Johns Hopkins University is under fire for yet another challenge to freedom of speech on campus.

As Red Alert Politics reported earlier this month, International Trade Professor and notably rare conservative Trent Bertrand was suspended and barred from his classroom by two security guards for violating his students’ “safe space.” As a former student of Bertrand’s, my immediate response to his suspension was a lack of surprise combined with the usual frustration.

I had seen this coming. Bertrand’s off-color comments did at times raise eyebrows, but I never felt, and neither did a self-avowedly liberal friend, that any of his comments deserved a suspension. I truly enjoyed his class and felt it was the only economics class I took at the university with any real world application. His anecdotes about counseling foreign governments to open their economies added invaluable color to his already interesting course load.

His suspension didn’t happen in a vacuum. After all, I had seen it years before as a member of Hopkins’ student government. I watched as the same students who voted down student recognition for a pro-life group to preserve a “safe space” on campus turn around and voted for a Leftist anti-Israel group known for sometimes violent protests on other campuses.

One of the main student government supporters of the anti-Israel group who voted against the pro-life group said there was no hypocrisy because the pro-life group said it would publicly demonstrate, unlike the anti-Israel group. He laughably implied the anti-Israel group’s demonstrations would be uncontroversial. Ironically, as the head of the campus’ mostly liberal political paper, The Politik, he would go on to call for more student activism and lament the days when students occupied administrative buildings to protest the draft. Not so accommodating for conservative causes it seemed.

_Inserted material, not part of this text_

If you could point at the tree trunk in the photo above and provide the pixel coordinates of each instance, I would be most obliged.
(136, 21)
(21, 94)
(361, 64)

It is likely no coincidence that as these incidences of censorship burst to the fore, Johns Hopkins University President Ron Daniels launched his 10 by 20 plan to get Hopkins into a coveted top ten spot in the rankings. A controversial professor could be a drag on the school’s upward trajectory. Already facing the Black Lives Matter protests that engulfed campuses across the nation, Daniels probably wanted to avoid more campus controversy.

And if that traditional Hopkins drive to avoid controversy came at the expense of genuine dialogue and exchange of ideas, so be it. Conservative ideas were unwelcome on campuses across the country. Why should Hopkins be any different?

The news at my alma matter is alarming. On its own, it is worrying enough. But it follows a growing trend both at Hopkins and universities across the country of targeting conservative ideas. If it was not obvious before, two security guards sent the message loud and clear.